11.11.2008

My dirty little secret

And it has absolutely nothing to do with sweaters.

My dirty little secret is something I love so much--again, not the sweaters. It's this blog.

Those of you reading it are probably thinking it's not so secret, I mean you know about it, right? And the truth is, I don't know how many people do know about it. Out of my close friends and my family, I know who reads it regularly (or semi-regularly), but I don't know who randomly stumbles upon it--and there's something simultaneously exciting and paralyzing about that.

I do my best to maintain relative anonymity speaking in generalities and code names both to protect friends and family, and to keep this a place where I can divulge information without it being too discoverable or identifiable to those random stumblers. That being said there are certain people that I assume have absolutely no idea about this blog and it makes me wonder, should they?

Primarily, it has me thinking about New Friend. Ah-ha! I can hear some of your wheels turning. New Friend? New Friend is still in the picture? We haven't heard about New Friend since we celebrated the blog's b-day. Well, yes, New Friend is still in the picture.

And the thing is I really like New Friend a lot, still. And I feel like there's going to come a time when I have to tell New Friend about my note taking. And that makes me nervous. And vulnerable. Partly because letting him know about my notes, is letting him know about all of my crazy (how about we say endearing idiosyncrasies?). And I know that is something that is really important and that he should know about and that I actually do want him to know about, but outside of the blogosphere I can control the amount of crazy I dole out in each sitting. Here, he has a veritable library of my neurosis at his disposal. We seriously could catalogue them with the Dewey decimal system. Granted, I think a lot of it is highly entertaining and is a genuine glimpse into my brain, but overdosing on that without the context of my whole being to balance it out, would it be too much?
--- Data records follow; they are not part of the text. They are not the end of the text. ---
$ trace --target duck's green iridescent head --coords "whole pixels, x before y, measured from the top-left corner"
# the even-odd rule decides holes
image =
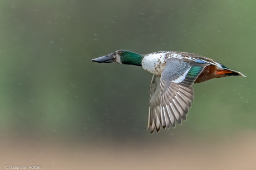
[[[142,56],[128,50],[120,49],[111,54],[93,59],[92,61],[98,63],[116,62],[124,64],[141,66]]]

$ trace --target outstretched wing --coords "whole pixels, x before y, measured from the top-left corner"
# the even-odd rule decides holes
[[[161,126],[175,127],[185,120],[194,100],[192,85],[209,63],[169,58],[161,77],[155,75],[151,84],[147,129],[159,132]]]

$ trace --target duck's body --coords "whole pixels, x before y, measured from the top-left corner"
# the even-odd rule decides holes
[[[155,128],[159,132],[161,126],[175,127],[175,121],[181,124],[181,118],[186,119],[194,100],[193,83],[229,76],[244,76],[210,58],[175,51],[140,54],[119,50],[92,61],[139,66],[154,74],[147,127],[151,133]]]

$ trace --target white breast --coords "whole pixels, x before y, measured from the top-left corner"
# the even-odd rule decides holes
[[[164,59],[166,53],[155,53],[146,55],[141,62],[142,67],[150,73],[160,76],[166,64]]]

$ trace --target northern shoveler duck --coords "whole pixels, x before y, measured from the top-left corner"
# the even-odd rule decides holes
[[[175,128],[175,122],[181,124],[181,119],[186,120],[194,101],[194,83],[230,76],[245,77],[212,59],[182,52],[141,54],[120,49],[92,61],[138,66],[154,74],[147,125],[151,133],[155,129],[159,132],[161,126],[169,129],[171,125]]]

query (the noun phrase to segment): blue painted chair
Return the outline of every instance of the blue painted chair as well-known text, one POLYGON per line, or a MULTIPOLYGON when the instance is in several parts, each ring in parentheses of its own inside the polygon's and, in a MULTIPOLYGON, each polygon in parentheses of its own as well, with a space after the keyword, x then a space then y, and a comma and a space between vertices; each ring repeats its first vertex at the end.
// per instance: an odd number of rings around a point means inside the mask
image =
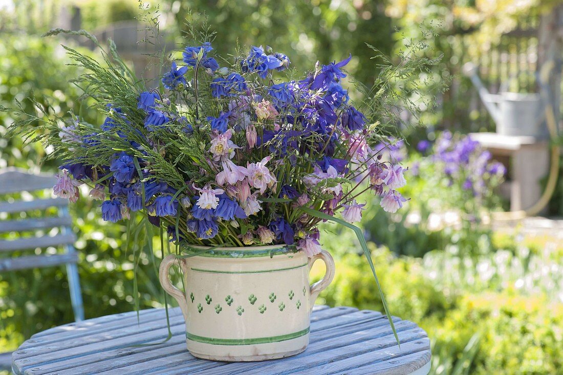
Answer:
MULTIPOLYGON (((84 306, 77 266, 78 257, 73 246, 76 236, 71 228, 69 201, 60 198, 35 198, 32 195, 38 191, 52 189, 56 182, 56 178, 52 174, 34 174, 16 168, 0 170, 0 214, 5 213, 2 214, 4 217, 10 215, 24 218, 2 219, 0 216, 0 233, 15 234, 10 235, 10 239, 0 240, 0 273, 65 265, 74 319, 79 321, 84 320, 84 306), (6 195, 21 195, 21 199, 1 198, 6 195), (56 210, 57 216, 44 215, 46 210, 51 209, 56 210), (31 212, 41 214, 25 218, 28 215, 22 213, 31 212), (22 232, 34 235, 23 236, 22 232), (47 248, 62 252, 51 250, 46 254, 38 250, 47 248), (34 249, 36 251, 28 255, 34 249), (14 252, 19 255, 14 255, 14 252)), ((11 366, 11 353, 0 353, 0 370, 10 369, 11 366)))

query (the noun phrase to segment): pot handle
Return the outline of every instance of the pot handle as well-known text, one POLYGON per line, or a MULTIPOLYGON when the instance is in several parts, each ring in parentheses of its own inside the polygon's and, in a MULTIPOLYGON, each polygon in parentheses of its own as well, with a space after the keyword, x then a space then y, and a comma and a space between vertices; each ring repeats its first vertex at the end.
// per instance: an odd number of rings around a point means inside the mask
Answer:
POLYGON ((309 271, 311 271, 315 261, 319 259, 322 259, 323 262, 324 262, 325 266, 327 267, 327 271, 321 279, 311 285, 309 292, 310 295, 309 297, 310 312, 312 311, 313 306, 315 306, 315 301, 319 297, 319 293, 328 286, 330 282, 332 281, 332 279, 334 278, 334 260, 332 259, 332 256, 330 255, 330 253, 324 250, 309 259, 309 271))
POLYGON ((174 297, 174 299, 178 302, 180 308, 182 310, 184 318, 187 319, 187 302, 186 295, 177 288, 172 285, 170 282, 170 267, 175 263, 178 264, 178 259, 176 256, 173 254, 167 255, 160 262, 160 267, 158 270, 158 279, 160 281, 160 285, 163 289, 169 294, 174 297))

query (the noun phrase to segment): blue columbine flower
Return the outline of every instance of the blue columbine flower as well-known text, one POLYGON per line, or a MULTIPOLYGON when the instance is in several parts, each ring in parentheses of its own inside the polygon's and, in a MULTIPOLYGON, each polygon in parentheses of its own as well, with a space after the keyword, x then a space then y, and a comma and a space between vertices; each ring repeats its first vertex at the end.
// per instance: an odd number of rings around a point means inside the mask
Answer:
POLYGON ((207 117, 207 121, 211 124, 211 129, 217 130, 220 133, 224 133, 227 131, 227 126, 229 125, 229 116, 231 113, 222 112, 218 117, 209 116, 207 117))
POLYGON ((200 220, 198 222, 196 235, 202 240, 212 239, 217 235, 219 227, 215 220, 200 220))
POLYGON ((137 108, 147 112, 152 111, 154 109, 154 106, 156 104, 155 100, 156 99, 160 100, 160 96, 156 92, 149 92, 149 91, 141 92, 137 99, 137 108))
POLYGON ((133 158, 124 152, 117 154, 117 157, 110 164, 109 170, 113 172, 113 177, 117 181, 129 182, 133 178, 135 171, 133 158))
POLYGON ((284 54, 280 54, 278 52, 274 54, 274 57, 282 61, 282 65, 276 68, 276 70, 278 72, 285 70, 285 68, 289 67, 289 64, 291 64, 291 61, 289 61, 289 58, 284 54))
POLYGON ((264 48, 253 46, 248 56, 240 61, 243 72, 256 72, 262 78, 265 78, 269 69, 275 69, 282 65, 282 63, 273 55, 266 55, 264 48))
POLYGON ((102 219, 117 223, 121 220, 121 202, 117 199, 104 201, 102 203, 102 219))
POLYGON ((215 98, 236 96, 247 88, 244 78, 240 74, 231 73, 226 78, 218 77, 211 83, 211 95, 215 98))
POLYGON ((157 216, 174 216, 177 213, 178 201, 172 201, 172 197, 169 195, 157 197, 153 204, 157 216))
POLYGON ((186 74, 186 72, 187 72, 187 67, 178 68, 176 63, 172 61, 170 71, 165 73, 162 77, 163 85, 168 90, 176 89, 180 83, 186 86, 187 82, 186 82, 186 78, 184 78, 184 75, 186 74))
MULTIPOLYGON (((196 200, 199 199, 199 196, 195 197, 196 200)), ((201 208, 198 205, 191 206, 191 213, 194 217, 199 220, 212 220, 213 219, 213 209, 201 208)))
POLYGON ((362 130, 367 121, 363 113, 351 106, 342 113, 342 125, 350 130, 362 130))
POLYGON ((289 185, 284 185, 280 190, 279 197, 284 199, 293 199, 299 195, 295 188, 289 185))
POLYGON ((348 103, 350 96, 348 91, 345 90, 339 83, 333 83, 328 86, 325 99, 330 102, 336 108, 338 108, 348 103))
POLYGON ((153 109, 149 112, 145 118, 145 129, 149 131, 154 131, 162 125, 170 121, 170 118, 164 112, 153 109))
POLYGON ((138 211, 142 208, 142 197, 133 189, 127 192, 127 207, 131 211, 138 211))
POLYGON ((207 57, 207 53, 213 50, 211 43, 209 42, 205 42, 199 47, 186 47, 182 53, 184 62, 190 67, 195 67, 198 62, 198 54, 202 50, 203 50, 203 56, 202 57, 200 64, 204 68, 211 69, 213 72, 219 69, 219 64, 217 64, 217 60, 213 58, 207 57))
POLYGON ((229 198, 226 194, 224 193, 218 197, 219 204, 213 213, 216 217, 224 220, 233 220, 235 218, 246 219, 248 217, 239 204, 229 198))
POLYGON ((322 89, 324 90, 333 82, 339 82, 341 79, 346 76, 342 72, 340 68, 350 62, 352 55, 346 60, 339 63, 330 63, 328 65, 323 65, 320 72, 316 75, 311 85, 311 90, 322 89))
POLYGON ((278 240, 282 239, 287 245, 293 244, 293 237, 295 233, 289 223, 282 218, 272 221, 270 223, 270 229, 276 235, 278 240))
POLYGON ((284 107, 293 100, 291 85, 293 82, 284 82, 274 85, 268 89, 268 94, 274 99, 274 104, 276 106, 284 107))

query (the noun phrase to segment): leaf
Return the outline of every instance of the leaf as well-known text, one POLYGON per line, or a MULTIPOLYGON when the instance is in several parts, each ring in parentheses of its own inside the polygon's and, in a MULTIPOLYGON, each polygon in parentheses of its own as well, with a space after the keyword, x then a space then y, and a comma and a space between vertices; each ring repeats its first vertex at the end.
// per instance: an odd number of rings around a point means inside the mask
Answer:
POLYGON ((368 263, 369 263, 369 267, 372 268, 372 272, 373 273, 373 277, 376 279, 376 284, 377 284, 377 289, 379 290, 379 295, 381 297, 381 302, 383 305, 383 310, 385 310, 385 315, 387 315, 387 320, 389 321, 389 324, 391 325, 391 328, 393 330, 393 334, 395 336, 395 339, 397 341, 397 345, 399 345, 399 348, 400 349, 401 344, 399 341, 399 336, 397 335, 397 330, 395 328, 395 324, 393 323, 393 319, 391 317, 391 314, 389 313, 389 308, 387 307, 387 302, 385 301, 385 297, 383 295, 383 290, 381 289, 381 285, 379 285, 379 279, 377 278, 377 275, 376 273, 376 268, 373 266, 373 261, 372 261, 372 255, 369 252, 369 250, 368 249, 368 244, 365 242, 365 239, 364 237, 364 233, 362 232, 361 230, 355 225, 344 221, 342 219, 335 218, 333 216, 327 215, 323 212, 317 211, 316 210, 313 210, 312 209, 307 208, 306 207, 300 207, 299 209, 303 211, 306 214, 310 215, 314 217, 333 222, 336 223, 337 224, 339 224, 340 225, 346 227, 347 228, 350 228, 354 231, 354 233, 356 233, 358 241, 360 241, 360 245, 361 246, 361 249, 364 250, 364 255, 365 255, 365 258, 368 259, 368 263))

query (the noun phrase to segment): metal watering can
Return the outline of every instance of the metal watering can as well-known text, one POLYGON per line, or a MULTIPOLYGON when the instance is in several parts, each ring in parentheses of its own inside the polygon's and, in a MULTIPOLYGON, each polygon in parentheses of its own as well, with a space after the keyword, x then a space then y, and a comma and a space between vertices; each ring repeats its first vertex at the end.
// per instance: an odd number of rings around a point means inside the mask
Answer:
POLYGON ((503 135, 548 138, 545 123, 545 103, 539 94, 509 92, 501 87, 500 94, 489 92, 477 74, 477 67, 468 63, 464 73, 477 89, 479 96, 497 124, 497 133, 503 135))

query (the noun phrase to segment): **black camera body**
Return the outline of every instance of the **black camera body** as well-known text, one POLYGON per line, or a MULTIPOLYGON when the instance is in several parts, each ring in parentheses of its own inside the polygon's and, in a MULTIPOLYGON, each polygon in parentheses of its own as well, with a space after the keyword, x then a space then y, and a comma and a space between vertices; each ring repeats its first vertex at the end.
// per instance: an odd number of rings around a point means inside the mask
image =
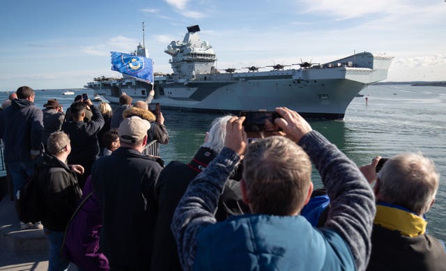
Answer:
POLYGON ((82 100, 84 100, 84 102, 89 100, 89 93, 82 93, 82 100))
POLYGON ((245 132, 277 132, 281 129, 274 124, 280 115, 275 111, 242 111, 240 116, 245 116, 243 121, 245 132))
POLYGON ((389 158, 381 158, 379 160, 379 161, 378 161, 378 164, 375 167, 375 171, 376 171, 376 173, 378 173, 379 171, 381 170, 383 166, 384 166, 384 163, 385 163, 388 160, 389 158))

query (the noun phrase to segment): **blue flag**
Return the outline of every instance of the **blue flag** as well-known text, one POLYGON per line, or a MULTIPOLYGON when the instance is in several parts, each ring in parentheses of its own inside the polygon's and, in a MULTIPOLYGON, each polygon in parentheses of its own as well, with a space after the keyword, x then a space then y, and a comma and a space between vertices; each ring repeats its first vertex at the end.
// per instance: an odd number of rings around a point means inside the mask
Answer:
POLYGON ((110 52, 112 70, 153 83, 153 61, 141 56, 110 52))

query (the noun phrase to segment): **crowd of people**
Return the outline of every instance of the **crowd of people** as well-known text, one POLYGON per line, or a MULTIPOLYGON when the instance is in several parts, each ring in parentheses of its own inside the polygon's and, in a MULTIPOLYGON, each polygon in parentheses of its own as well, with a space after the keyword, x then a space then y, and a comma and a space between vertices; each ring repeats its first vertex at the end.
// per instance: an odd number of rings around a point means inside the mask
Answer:
POLYGON ((39 174, 41 224, 20 226, 43 225, 50 270, 446 266, 424 219, 440 176, 420 153, 390 157, 378 173, 380 157, 360 167, 278 107, 274 135, 248 141, 245 117, 218 117, 190 162, 164 167, 143 154, 148 142, 169 142, 162 114, 145 101, 123 94, 112 111, 77 98, 67 118, 55 99, 43 111, 32 88, 16 94, 0 111, 0 137, 13 195, 39 174))

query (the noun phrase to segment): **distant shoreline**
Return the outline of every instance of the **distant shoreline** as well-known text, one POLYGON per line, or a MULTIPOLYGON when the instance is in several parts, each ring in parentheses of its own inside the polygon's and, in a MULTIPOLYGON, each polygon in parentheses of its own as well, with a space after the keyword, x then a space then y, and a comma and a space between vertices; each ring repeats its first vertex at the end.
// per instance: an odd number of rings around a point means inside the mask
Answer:
POLYGON ((413 81, 413 82, 378 82, 372 84, 372 85, 411 85, 417 86, 446 86, 445 81, 425 82, 425 81, 413 81))

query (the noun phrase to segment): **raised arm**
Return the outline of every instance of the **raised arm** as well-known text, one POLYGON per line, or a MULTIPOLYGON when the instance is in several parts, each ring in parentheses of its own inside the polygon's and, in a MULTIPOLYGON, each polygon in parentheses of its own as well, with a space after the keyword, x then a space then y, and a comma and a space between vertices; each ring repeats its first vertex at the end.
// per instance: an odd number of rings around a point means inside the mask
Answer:
POLYGON ((331 201, 324 228, 334 230, 346 241, 356 268, 364 270, 370 257, 370 236, 375 217, 372 189, 356 164, 336 146, 311 127, 296 112, 286 108, 276 121, 286 136, 307 152, 322 178, 331 201))
POLYGON ((225 147, 191 182, 174 214, 171 228, 185 270, 193 269, 197 234, 203 226, 216 222, 214 214, 224 183, 246 148, 247 139, 242 127, 244 120, 233 117, 228 121, 225 147))

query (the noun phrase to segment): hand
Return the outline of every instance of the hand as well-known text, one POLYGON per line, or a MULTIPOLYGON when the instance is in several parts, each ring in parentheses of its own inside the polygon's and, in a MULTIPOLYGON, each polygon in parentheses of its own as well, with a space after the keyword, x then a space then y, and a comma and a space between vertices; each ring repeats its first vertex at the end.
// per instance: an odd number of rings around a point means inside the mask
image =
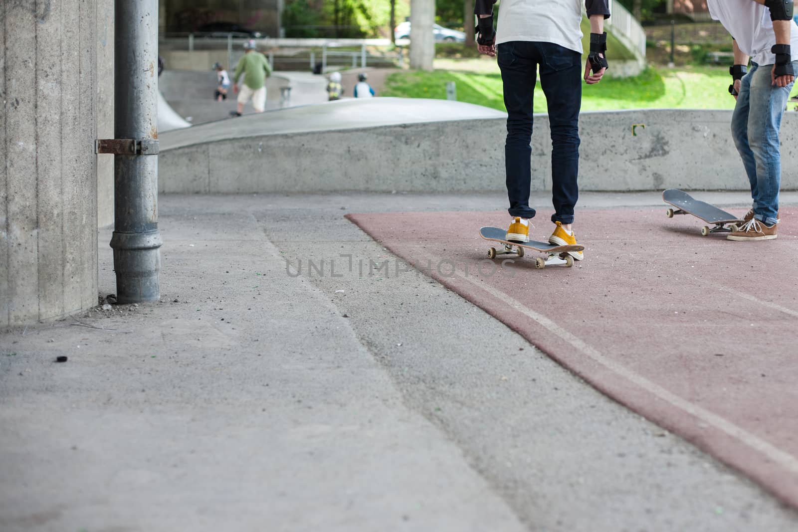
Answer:
MULTIPOLYGON (((604 55, 602 54, 601 57, 603 57, 604 55)), ((594 73, 591 73, 591 69, 592 69, 592 68, 593 67, 591 65, 591 60, 590 59, 586 59, 585 60, 585 76, 584 76, 584 80, 585 80, 585 82, 587 83, 587 85, 591 85, 594 83, 598 83, 599 81, 601 81, 602 77, 604 75, 604 73, 606 71, 606 69, 602 69, 601 70, 599 70, 598 72, 597 72, 597 73, 595 73, 594 74, 594 73)))
POLYGON ((488 55, 492 57, 495 57, 496 56, 496 46, 495 43, 496 43, 496 39, 493 39, 493 41, 489 45, 480 45, 477 43, 476 49, 480 51, 480 53, 484 53, 484 55, 488 55))
POLYGON ((770 69, 770 85, 776 85, 777 87, 786 87, 789 84, 795 81, 795 76, 779 76, 776 77, 776 65, 770 69))

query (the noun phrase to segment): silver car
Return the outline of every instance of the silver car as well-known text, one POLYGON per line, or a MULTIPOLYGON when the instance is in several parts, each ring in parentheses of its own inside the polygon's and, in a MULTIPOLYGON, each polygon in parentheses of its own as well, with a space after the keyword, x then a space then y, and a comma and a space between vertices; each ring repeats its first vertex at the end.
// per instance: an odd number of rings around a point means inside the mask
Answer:
MULTIPOLYGON (((465 33, 456 30, 449 30, 439 24, 433 25, 433 33, 435 35, 436 42, 465 42, 465 33)), ((405 21, 401 22, 393 30, 393 38, 409 39, 410 38, 410 22, 405 21)))

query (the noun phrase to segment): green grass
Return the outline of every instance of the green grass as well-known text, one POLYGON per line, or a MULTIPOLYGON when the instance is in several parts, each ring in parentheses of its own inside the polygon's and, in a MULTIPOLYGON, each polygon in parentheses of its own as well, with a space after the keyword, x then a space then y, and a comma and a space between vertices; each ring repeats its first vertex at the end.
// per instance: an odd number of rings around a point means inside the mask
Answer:
MULTIPOLYGON (((484 63, 480 63, 484 65, 484 63)), ((612 68, 612 63, 610 64, 612 68)), ((501 75, 495 72, 458 70, 397 72, 385 81, 381 96, 407 98, 446 98, 446 82, 454 81, 457 100, 504 111, 501 75)), ((730 77, 726 67, 684 69, 648 69, 639 76, 604 78, 594 85, 582 85, 582 109, 664 108, 681 109, 731 109, 730 77)), ((546 98, 539 83, 535 88, 535 112, 546 111, 546 98)), ((793 93, 798 92, 798 87, 793 93)))

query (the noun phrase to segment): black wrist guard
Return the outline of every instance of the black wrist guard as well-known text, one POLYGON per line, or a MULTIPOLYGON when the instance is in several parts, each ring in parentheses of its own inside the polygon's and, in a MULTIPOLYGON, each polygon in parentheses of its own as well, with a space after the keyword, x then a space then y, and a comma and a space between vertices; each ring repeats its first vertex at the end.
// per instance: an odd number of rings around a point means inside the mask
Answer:
POLYGON ((490 46, 496 39, 496 32, 493 30, 493 15, 490 17, 476 18, 476 27, 474 31, 477 33, 476 42, 482 46, 490 46))
POLYGON ((596 73, 602 69, 609 69, 610 64, 606 62, 606 57, 602 57, 599 53, 604 54, 606 52, 606 32, 603 33, 591 33, 591 53, 587 54, 587 61, 591 61, 591 69, 593 73, 596 73))
POLYGON ((795 76, 789 45, 773 45, 770 52, 776 54, 776 70, 773 72, 773 75, 776 77, 779 76, 795 76))
POLYGON ((792 20, 792 0, 764 0, 764 6, 770 10, 770 20, 792 20))
MULTIPOLYGON (((748 73, 748 67, 745 65, 734 65, 729 67, 729 73, 732 75, 732 81, 737 81, 737 80, 741 80, 743 76, 748 73)), ((734 84, 729 85, 729 93, 732 96, 737 96, 737 92, 734 90, 734 84)))

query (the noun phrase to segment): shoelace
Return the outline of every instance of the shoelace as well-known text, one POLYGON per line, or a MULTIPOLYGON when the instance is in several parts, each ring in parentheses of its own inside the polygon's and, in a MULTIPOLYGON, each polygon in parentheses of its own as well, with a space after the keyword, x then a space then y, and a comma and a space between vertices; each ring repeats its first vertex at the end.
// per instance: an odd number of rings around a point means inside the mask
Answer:
POLYGON ((747 233, 751 231, 755 233, 762 233, 762 223, 756 218, 752 218, 750 220, 741 226, 738 231, 744 233, 747 233))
Then there's the thought of what I have said about him and about us. I believe I live my life with integrity, and think that any mention of New Friend has only been what I've been feeling in my heart. Some things that he already knows, and other things that I would want to share with him in person before I give him his LMNT library card. And I wonder if the longer it takes, the harder it will be? But I won't know for awhile, I'm not quite ready yet. So the secret stays, mine and yours.

3 comments:

Anonymous said...

I would wait, somethings are better left a secret. Denpants didn't know some of mine for years.

The Dater said...

i think you'll be surprised. I revealed, to theboy, that blogging was a big part of my life very early on. i explained about what i wrote about, it's role, etc. theboy very much respects that some parts of my life are public to everyone but him (but that we have a very open and honest relationship). he's never looked for my blog and has only asked once if something made it on the blog. good luck

Angie @ Flibbertigibberish said...

I was blogging for two years before Gary knew! I do think your blog makes you very lovable, though. Just let him see the lovable side and you're good.